Rethinking drug safety signal detection and causality assessment in the age of AI: the risks of incomplete data and biased insights

Chhikara, Priyanka; Hammad, Tarek A.

doi:10.3389/fdsfr.2025.1678074

OPINION article

Front. Drug Saf. Regul., 16 September 2025

Sec. Advanced Methods in Pharmacovigilance and Pharmacoepidemiology

Volume 5 - 2025 | https://doi.org/10.3389/fdsfr.2025.1678074

Rethinking drug safety signal detection and causality assessment in the age of AI: the risks of incomplete data and biased insights

Priyanka Chhikara¹*

Tarek A. Hammad²

¹Global Safety Science, Global Safety and Pharmacovigilance, CSL Behring, King of Prussia, PA, United States
²Medical Safety of Marketed Products Development and Plasma-Derived Therapies, Patient Safety and Pharmacovigilance, Takeda Development Center Americas, Inc., Cambridge, MA, United States

Introduction

Artificial Intelligence (AI) is a term used for systems that can perform humanlike cognitive functions like learning, perception, interpretation and problem solving. AI systems learn and improve by analyzing large datasets, and they are powered by algorithms, computing power, and specialized hardware. However, introduction of AI in healthcare comes with its own biases and disparities. There is emerging evidence that the Artificial Intelligence (AI) models do not transcend bias–in fact they learn to inherit it. The models seem to accept missing data and its structural inequities to shape what they see–rather what they do not see. In the world of signal detection and assessment, such data inadequacies can pose much more than a simple technical flaw. This paper investigates the challenges and implications of adopting AI when its promise is matched by its shortcomings.

There is emerging evidence that these systems may not only reflect clinical knowledge but also reproduce or even amplify societal biases when generating medical recommendations. The recent study by Omar et al. (2025) provides an evaluation of sociodemographic biases in clinical recommendations generated Artificial Intelligence (AI) tools. By analyzing over 1.7 million outputs across nine models using standardized emergency department cases, the authors identified consistent and clinically unjustified differences in model recommendations based solely on patient sociodemographic characteristics. For instance, cases labeled as Black or unhoused were more likely to receive recommendations for urgent care, mental health referrals, or invasive interventions—despite identical clinical presentations. These disparities raise concerns that AI tools, when trained on historically biased healthcare data, may perpetuate or even amplify existing imperfections in the data. What went wrong is not rooted in malicious algorithms or ill intent. This phenomenon highlights a core principle regarding AI tools: model outputs inherently reflect the structure and biases of, and gaps in, the data used to train them (Rejeleene et al., 2024).

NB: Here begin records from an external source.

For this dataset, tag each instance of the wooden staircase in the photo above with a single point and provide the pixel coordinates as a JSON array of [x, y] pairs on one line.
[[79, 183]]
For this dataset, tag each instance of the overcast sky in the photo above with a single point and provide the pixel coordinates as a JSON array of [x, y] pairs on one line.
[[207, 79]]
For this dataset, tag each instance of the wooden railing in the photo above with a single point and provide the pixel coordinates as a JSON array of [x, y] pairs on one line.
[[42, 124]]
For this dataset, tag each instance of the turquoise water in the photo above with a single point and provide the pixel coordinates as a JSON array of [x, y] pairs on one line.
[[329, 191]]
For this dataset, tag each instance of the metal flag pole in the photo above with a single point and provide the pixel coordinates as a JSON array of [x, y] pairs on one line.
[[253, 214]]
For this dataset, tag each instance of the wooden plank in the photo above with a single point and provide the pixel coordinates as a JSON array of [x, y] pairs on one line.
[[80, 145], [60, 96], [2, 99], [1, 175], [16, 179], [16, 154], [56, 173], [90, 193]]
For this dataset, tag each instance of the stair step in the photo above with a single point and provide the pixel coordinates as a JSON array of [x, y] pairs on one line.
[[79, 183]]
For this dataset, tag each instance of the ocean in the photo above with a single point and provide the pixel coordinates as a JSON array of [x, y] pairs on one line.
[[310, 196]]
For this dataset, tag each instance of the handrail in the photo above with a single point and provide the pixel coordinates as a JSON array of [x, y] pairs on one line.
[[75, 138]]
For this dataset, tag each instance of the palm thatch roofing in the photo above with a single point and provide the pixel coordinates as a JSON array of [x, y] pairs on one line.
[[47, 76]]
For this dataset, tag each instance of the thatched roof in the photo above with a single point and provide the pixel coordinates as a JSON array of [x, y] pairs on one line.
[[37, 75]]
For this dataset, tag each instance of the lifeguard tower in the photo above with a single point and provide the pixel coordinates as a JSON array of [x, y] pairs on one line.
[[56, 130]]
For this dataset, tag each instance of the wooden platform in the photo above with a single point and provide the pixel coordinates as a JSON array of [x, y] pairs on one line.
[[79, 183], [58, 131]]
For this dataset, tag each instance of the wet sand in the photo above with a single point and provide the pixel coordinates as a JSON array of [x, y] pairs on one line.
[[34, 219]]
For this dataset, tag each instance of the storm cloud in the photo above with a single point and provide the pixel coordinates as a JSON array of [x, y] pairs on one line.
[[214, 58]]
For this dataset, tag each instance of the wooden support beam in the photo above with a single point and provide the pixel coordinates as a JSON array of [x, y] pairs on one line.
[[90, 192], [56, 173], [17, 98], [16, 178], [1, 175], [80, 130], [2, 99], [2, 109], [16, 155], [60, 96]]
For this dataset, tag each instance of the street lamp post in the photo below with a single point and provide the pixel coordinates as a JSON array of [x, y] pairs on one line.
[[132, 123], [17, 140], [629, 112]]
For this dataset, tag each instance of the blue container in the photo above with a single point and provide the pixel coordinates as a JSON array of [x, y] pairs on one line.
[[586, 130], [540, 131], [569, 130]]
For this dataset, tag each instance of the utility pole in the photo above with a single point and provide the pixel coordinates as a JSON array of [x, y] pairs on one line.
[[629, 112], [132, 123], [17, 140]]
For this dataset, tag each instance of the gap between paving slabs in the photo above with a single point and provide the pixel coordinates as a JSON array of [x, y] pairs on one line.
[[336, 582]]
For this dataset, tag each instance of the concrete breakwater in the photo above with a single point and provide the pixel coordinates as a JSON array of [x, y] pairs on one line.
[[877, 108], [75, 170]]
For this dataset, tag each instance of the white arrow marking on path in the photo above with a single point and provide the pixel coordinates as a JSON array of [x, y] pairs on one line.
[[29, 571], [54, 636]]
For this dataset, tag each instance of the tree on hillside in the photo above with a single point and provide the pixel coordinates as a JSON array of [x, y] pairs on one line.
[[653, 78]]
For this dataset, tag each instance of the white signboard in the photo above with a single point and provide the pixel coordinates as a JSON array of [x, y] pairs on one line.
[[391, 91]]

Another interesting study mentioned that the data sources used to develop clinical AI models were affiliated with high income countries or with specific regions. Over half of the databases used to train models came from either the U.S. or China (Celi et al., 2022). Repeatedly feeding models with data that lack diversity i.e. poorly - represented populations and often curated from restricted clinical settings, can severely limit the generalizability of results and yield biased AI-based decisions (Futoma, et al., 2020).

Other studies show a number of socio-cultural factors that affect patient behaviors and decisions making, contribute towards non-compliance to drugs, and eventually health outcomes (Oates et al., 2020). Of these factors, cultural and religious beliefs are one of the most recognized (Leporini et al., 2014). For example, a study based on review of empirical articles (Brown et al., 2022), highlighted how the cultural and religious beliefs of Jamaicans about pharmacotherapy could be a significant contributor to poor adherence rates in patient living with non-communicable diseases.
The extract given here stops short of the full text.